DEV Community

Mustafa ERBAY
Mustafa ERBAY

Posted on • Originally published at mustafaerbay.com.tr

ERP Product Tree Denormalization: The Maintenance and Scale Conundrum

The Denormalized Product Tree: Initial Relief, Later a Deep Pit

While working on a manufacturing ERP, I've repeatedly seen how appealing the product tree structure looks initially. Typically, denormalization is preferred to speed up database queries and access data directly without getting into complex relationships. This might seem logical, especially during the initial development phases or in systems with a limited number of products. However, this relief often doesn't last long, leading to a complexity that becomes impossible to maintain and scale as the system grows.

For example, in one of my client's ERP systems, there was a field containing all the top-level categories for each product. This meant, for a "Washing Machine" product, this field would contain a string like "Home Appliances > Kitchen & Bath > Washing Machines". While this was a perfectly fast way to list products initially, when a category name changed or a new main category was added, a script had to be run to update this string. This script could take hours to run on millions of product records and had a high probability of error.

Why Does Denormalization Seem Appealing?

The primary appeal of denormalization is that it simplifies data access. In a normalized database, you might need to JOIN multiple tables to get all the information for a product. This can lead to performance issues, especially when dealing with many tables and complex relationships. With denormalization, frequently accessed data is consolidated into a single table, significantly speeding up read operations.

ℹ️ The Basic Logic of Denormalization

Denormalization is a technique in database design that improves read performance by duplicating or grouping data. The goal is to reduce query complexity and shorten data access time. However, this makes ensuring data consistency more difficult.

Another reason is the need for speed in the early stages of the development process. Project managers or clients want to see a working prototype quickly. At this point, denormalizing with the thought of "we'll fix it later" can be attractive. However, this "later" often never comes or is too late.

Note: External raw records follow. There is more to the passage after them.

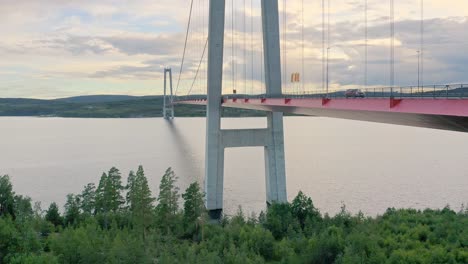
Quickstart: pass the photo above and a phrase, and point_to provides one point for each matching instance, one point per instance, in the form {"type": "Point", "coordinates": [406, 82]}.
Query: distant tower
{"type": "Point", "coordinates": [168, 100]}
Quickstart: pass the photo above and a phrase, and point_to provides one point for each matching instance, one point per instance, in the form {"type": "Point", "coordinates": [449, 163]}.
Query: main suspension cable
{"type": "Point", "coordinates": [185, 46]}
{"type": "Point", "coordinates": [198, 68]}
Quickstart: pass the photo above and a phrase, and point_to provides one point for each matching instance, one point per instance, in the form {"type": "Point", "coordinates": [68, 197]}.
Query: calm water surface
{"type": "Point", "coordinates": [367, 166]}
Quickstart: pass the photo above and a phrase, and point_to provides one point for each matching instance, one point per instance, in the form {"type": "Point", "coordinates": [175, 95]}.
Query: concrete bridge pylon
{"type": "Point", "coordinates": [271, 138]}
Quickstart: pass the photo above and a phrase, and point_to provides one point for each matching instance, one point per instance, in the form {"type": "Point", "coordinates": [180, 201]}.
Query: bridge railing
{"type": "Point", "coordinates": [448, 91]}
{"type": "Point", "coordinates": [428, 91]}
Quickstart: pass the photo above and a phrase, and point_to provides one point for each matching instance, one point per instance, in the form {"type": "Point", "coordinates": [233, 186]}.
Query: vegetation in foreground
{"type": "Point", "coordinates": [117, 223]}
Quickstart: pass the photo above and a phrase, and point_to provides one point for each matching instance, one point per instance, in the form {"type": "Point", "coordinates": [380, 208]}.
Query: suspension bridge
{"type": "Point", "coordinates": [243, 62]}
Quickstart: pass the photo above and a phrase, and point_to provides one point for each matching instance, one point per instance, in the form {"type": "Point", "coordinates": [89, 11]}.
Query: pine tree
{"type": "Point", "coordinates": [53, 215]}
{"type": "Point", "coordinates": [140, 200]}
{"type": "Point", "coordinates": [168, 198]}
{"type": "Point", "coordinates": [101, 205]}
{"type": "Point", "coordinates": [303, 208]}
{"type": "Point", "coordinates": [7, 200]}
{"type": "Point", "coordinates": [72, 210]}
{"type": "Point", "coordinates": [193, 203]}
{"type": "Point", "coordinates": [130, 187]}
{"type": "Point", "coordinates": [113, 190]}
{"type": "Point", "coordinates": [88, 199]}
{"type": "Point", "coordinates": [194, 208]}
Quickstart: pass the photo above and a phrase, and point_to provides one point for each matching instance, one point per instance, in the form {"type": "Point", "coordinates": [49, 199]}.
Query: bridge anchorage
{"type": "Point", "coordinates": [168, 100]}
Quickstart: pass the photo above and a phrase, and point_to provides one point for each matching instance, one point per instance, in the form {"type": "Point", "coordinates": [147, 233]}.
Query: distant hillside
{"type": "Point", "coordinates": [102, 98]}
{"type": "Point", "coordinates": [103, 106]}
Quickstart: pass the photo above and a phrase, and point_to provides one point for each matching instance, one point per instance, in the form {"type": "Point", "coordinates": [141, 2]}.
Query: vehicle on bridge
{"type": "Point", "coordinates": [353, 93]}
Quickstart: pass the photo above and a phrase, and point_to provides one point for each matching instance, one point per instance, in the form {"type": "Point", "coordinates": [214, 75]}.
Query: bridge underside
{"type": "Point", "coordinates": [445, 114]}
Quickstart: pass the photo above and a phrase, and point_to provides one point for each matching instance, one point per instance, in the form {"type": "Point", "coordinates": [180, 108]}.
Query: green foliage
{"type": "Point", "coordinates": [140, 201]}
{"type": "Point", "coordinates": [23, 207]}
{"type": "Point", "coordinates": [168, 199]}
{"type": "Point", "coordinates": [194, 208]}
{"type": "Point", "coordinates": [53, 215]}
{"type": "Point", "coordinates": [72, 210]}
{"type": "Point", "coordinates": [303, 209]}
{"type": "Point", "coordinates": [107, 231]}
{"type": "Point", "coordinates": [88, 199]}
{"type": "Point", "coordinates": [6, 196]}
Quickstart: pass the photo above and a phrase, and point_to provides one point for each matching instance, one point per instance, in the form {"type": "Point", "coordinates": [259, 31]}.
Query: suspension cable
{"type": "Point", "coordinates": [323, 45]}
{"type": "Point", "coordinates": [198, 68]}
{"type": "Point", "coordinates": [233, 70]}
{"type": "Point", "coordinates": [185, 46]}
{"type": "Point", "coordinates": [392, 44]}
{"type": "Point", "coordinates": [284, 46]}
{"type": "Point", "coordinates": [365, 42]}
{"type": "Point", "coordinates": [251, 47]}
{"type": "Point", "coordinates": [245, 47]}
{"type": "Point", "coordinates": [302, 33]}
{"type": "Point", "coordinates": [422, 43]}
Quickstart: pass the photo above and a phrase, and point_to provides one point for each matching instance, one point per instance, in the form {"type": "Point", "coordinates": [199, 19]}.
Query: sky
{"type": "Point", "coordinates": [61, 48]}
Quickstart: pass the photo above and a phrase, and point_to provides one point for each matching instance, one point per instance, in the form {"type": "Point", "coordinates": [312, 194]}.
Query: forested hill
{"type": "Point", "coordinates": [118, 221]}
{"type": "Point", "coordinates": [102, 106]}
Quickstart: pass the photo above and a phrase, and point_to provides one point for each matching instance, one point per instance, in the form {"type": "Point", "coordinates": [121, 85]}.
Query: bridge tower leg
{"type": "Point", "coordinates": [168, 107]}
{"type": "Point", "coordinates": [274, 149]}
{"type": "Point", "coordinates": [271, 138]}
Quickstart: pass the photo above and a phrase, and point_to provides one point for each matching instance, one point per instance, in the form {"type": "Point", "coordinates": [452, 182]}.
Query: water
{"type": "Point", "coordinates": [367, 166]}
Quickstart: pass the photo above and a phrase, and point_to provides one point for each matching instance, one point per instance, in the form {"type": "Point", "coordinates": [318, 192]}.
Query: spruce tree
{"type": "Point", "coordinates": [72, 210]}
{"type": "Point", "coordinates": [168, 198]}
{"type": "Point", "coordinates": [194, 208]}
{"type": "Point", "coordinates": [88, 199]}
{"type": "Point", "coordinates": [53, 215]}
{"type": "Point", "coordinates": [101, 205]}
{"type": "Point", "coordinates": [7, 200]}
{"type": "Point", "coordinates": [113, 190]}
{"type": "Point", "coordinates": [140, 200]}
{"type": "Point", "coordinates": [193, 203]}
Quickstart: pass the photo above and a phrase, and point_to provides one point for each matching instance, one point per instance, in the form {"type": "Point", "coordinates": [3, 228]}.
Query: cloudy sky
{"type": "Point", "coordinates": [60, 48]}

The Maintenance Nightmare: Change Management and Data Inconsistency

The biggest problem with a denormalized product tree structure is how difficult it is to maintain. When an item or category name changes, this change needs to be updated in all relevant places in the system. If this update is done through a single defined string or repeated columns, this process becomes incredibly cumbersome.

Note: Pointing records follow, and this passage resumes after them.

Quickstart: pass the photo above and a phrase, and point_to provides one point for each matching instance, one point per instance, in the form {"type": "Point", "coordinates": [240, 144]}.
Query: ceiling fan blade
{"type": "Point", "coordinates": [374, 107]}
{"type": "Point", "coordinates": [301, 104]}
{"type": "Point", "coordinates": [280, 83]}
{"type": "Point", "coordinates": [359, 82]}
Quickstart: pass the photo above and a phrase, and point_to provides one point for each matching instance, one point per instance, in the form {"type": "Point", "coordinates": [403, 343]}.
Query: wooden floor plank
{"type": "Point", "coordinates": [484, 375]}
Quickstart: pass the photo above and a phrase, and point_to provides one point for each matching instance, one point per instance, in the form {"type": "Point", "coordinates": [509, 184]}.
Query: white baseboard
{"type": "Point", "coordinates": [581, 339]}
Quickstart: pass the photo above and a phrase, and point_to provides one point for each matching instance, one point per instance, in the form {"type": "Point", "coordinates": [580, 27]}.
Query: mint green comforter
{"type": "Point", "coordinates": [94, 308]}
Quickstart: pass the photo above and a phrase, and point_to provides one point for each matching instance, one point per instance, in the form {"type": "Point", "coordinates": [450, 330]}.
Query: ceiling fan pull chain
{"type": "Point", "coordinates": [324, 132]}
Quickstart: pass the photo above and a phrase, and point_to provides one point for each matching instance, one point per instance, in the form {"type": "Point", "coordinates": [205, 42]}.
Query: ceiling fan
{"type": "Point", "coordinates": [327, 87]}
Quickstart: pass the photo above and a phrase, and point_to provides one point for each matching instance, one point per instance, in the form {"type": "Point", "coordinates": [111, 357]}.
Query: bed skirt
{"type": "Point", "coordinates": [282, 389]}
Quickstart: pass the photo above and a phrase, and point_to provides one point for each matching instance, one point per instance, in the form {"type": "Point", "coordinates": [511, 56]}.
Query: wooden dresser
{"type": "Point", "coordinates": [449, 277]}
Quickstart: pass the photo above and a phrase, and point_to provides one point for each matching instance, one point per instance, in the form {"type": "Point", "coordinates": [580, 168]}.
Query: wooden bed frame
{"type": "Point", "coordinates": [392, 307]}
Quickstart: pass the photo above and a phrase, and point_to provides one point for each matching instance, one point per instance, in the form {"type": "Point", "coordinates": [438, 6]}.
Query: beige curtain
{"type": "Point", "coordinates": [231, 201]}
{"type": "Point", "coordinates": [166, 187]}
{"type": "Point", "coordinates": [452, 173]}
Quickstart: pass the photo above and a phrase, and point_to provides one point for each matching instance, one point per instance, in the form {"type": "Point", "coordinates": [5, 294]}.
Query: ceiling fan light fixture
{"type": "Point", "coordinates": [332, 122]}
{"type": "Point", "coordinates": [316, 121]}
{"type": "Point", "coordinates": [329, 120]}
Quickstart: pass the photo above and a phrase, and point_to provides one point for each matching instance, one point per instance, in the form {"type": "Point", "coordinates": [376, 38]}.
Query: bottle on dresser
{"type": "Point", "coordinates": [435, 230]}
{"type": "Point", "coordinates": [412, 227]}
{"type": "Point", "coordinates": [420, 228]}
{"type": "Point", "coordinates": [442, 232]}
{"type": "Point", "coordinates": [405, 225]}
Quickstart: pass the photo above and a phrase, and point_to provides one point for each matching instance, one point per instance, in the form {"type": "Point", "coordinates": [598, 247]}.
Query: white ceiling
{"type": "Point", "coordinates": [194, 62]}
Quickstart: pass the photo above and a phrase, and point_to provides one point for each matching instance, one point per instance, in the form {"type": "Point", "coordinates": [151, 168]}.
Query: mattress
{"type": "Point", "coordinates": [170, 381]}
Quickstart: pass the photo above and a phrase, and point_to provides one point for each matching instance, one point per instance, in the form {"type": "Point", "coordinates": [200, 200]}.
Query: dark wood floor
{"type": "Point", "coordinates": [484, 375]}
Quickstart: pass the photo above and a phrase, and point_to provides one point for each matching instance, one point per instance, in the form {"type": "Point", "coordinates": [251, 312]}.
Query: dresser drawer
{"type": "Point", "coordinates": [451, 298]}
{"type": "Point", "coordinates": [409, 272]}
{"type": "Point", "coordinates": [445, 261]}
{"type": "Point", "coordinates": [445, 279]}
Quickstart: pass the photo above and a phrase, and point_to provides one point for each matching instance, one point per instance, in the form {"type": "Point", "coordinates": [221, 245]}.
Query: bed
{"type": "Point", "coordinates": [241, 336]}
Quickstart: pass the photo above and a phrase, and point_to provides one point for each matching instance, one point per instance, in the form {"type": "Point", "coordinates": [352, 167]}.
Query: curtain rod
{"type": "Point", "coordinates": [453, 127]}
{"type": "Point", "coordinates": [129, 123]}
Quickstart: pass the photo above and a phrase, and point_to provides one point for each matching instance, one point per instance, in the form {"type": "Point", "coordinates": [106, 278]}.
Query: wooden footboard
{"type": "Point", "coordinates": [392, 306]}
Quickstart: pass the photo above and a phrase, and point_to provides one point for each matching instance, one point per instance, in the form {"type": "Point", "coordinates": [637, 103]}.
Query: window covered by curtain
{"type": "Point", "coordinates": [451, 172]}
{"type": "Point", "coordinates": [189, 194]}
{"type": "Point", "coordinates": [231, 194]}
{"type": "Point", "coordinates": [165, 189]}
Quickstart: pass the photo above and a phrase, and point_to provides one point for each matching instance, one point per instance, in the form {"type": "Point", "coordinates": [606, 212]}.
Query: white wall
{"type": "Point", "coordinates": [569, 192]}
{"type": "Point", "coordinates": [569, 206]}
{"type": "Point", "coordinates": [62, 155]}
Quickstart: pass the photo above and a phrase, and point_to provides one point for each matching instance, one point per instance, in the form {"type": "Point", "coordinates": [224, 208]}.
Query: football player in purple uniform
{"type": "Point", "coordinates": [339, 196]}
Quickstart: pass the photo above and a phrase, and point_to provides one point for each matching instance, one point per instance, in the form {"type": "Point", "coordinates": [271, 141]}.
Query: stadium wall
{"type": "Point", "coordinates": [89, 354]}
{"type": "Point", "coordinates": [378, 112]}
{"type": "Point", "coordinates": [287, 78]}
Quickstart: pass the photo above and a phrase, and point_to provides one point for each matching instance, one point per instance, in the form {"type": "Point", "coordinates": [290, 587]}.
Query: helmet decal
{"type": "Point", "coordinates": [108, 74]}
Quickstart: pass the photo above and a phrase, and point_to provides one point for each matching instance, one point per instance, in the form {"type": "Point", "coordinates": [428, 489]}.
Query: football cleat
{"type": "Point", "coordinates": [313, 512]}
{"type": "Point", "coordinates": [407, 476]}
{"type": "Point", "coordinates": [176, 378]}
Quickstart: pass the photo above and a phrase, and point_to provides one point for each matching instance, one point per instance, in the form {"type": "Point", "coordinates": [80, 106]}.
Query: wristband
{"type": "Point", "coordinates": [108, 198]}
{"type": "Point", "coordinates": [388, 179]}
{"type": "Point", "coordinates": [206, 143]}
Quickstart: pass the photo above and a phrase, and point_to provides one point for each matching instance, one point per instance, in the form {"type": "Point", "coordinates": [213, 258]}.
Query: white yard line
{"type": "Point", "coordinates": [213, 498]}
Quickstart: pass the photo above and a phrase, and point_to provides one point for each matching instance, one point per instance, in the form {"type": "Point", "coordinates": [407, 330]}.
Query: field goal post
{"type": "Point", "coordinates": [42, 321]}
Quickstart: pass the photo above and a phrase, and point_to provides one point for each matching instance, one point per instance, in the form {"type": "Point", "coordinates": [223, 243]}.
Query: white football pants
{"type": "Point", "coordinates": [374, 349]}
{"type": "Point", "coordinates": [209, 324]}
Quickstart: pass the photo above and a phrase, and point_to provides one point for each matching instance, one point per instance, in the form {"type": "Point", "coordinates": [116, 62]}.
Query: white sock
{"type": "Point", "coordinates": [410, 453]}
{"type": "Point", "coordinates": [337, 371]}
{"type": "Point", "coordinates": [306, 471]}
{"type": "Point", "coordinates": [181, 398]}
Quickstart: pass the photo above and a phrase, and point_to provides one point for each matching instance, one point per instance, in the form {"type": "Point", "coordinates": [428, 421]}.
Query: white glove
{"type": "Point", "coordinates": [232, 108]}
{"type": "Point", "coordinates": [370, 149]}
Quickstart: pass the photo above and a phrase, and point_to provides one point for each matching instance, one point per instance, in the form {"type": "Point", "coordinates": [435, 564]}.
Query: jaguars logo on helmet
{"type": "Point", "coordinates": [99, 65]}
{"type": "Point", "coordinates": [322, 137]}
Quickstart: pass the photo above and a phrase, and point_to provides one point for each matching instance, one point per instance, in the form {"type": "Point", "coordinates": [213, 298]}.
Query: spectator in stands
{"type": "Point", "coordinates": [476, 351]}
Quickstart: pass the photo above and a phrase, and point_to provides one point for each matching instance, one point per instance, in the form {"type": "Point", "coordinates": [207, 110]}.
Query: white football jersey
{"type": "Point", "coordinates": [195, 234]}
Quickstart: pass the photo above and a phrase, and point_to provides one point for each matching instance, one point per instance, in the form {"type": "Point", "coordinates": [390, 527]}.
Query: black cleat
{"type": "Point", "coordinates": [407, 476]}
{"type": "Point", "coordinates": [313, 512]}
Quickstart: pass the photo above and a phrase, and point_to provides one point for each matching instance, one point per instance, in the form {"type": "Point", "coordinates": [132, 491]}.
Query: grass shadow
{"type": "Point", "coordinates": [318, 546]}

In a manufacturing company's ERP system, we developed a module to manage the product tree. Initially, the "full path" of each product (e.g., Main Category/Sub Category/Sub Sub Category) was stored in a text field. When a new sub-category was added or a product was moved to another category, this text field needed to be updated. The stored procedure we wrote to perform this update re-generated this path for each product. This became incredibly slow when run on thousands, even millions, of products. An update operation could take 3-4 hours.

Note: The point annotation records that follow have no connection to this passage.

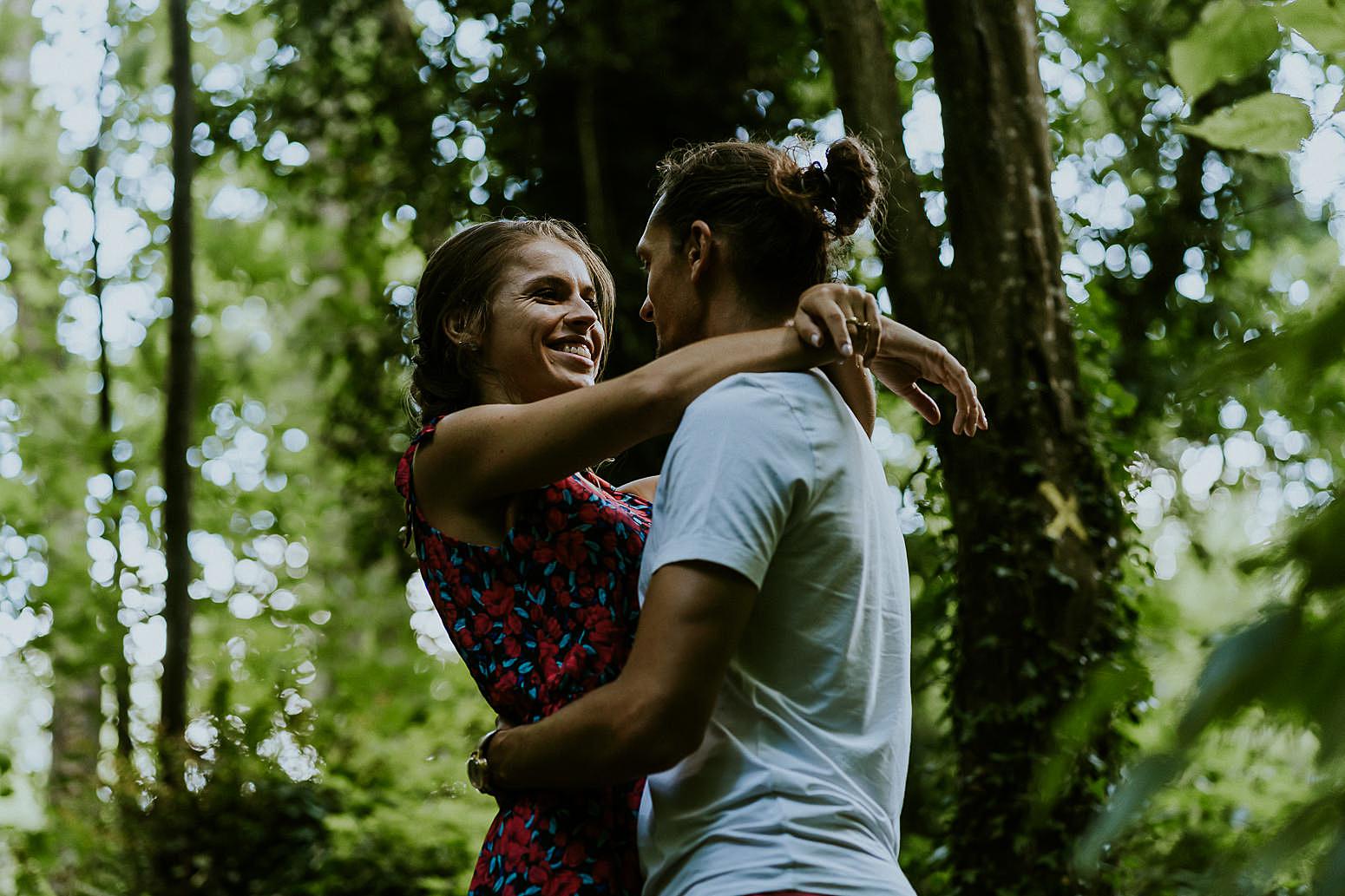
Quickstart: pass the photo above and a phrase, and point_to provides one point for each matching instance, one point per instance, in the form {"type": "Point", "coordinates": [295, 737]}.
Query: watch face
{"type": "Point", "coordinates": [474, 773]}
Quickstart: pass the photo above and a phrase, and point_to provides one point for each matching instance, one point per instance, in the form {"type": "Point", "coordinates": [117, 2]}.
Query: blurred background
{"type": "Point", "coordinates": [222, 674]}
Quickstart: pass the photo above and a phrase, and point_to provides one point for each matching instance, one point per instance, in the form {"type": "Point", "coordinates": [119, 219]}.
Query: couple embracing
{"type": "Point", "coordinates": [702, 677]}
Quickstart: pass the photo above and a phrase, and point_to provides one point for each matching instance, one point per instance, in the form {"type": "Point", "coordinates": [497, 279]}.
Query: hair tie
{"type": "Point", "coordinates": [817, 182]}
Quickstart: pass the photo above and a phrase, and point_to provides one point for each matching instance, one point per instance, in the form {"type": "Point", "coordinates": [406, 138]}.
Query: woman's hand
{"type": "Point", "coordinates": [907, 356]}
{"type": "Point", "coordinates": [829, 310]}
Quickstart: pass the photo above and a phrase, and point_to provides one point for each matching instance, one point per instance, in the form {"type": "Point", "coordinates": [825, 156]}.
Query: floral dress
{"type": "Point", "coordinates": [541, 620]}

⚠️ Change Management Challenges

Even a small change in denormalized data structures can create a domino effect in many parts of the system, leading to unexpected problems. This also makes the debugging process extremely complex.

This situation not only increases maintenance costs but also carries the risk of data inconsistency. If an error occurs during an update or the process is interrupted, some parts of the system might show old data while others show new data. This leads to reporting errors, incorrect inventory tracking, and ultimately, disruptions in business processes.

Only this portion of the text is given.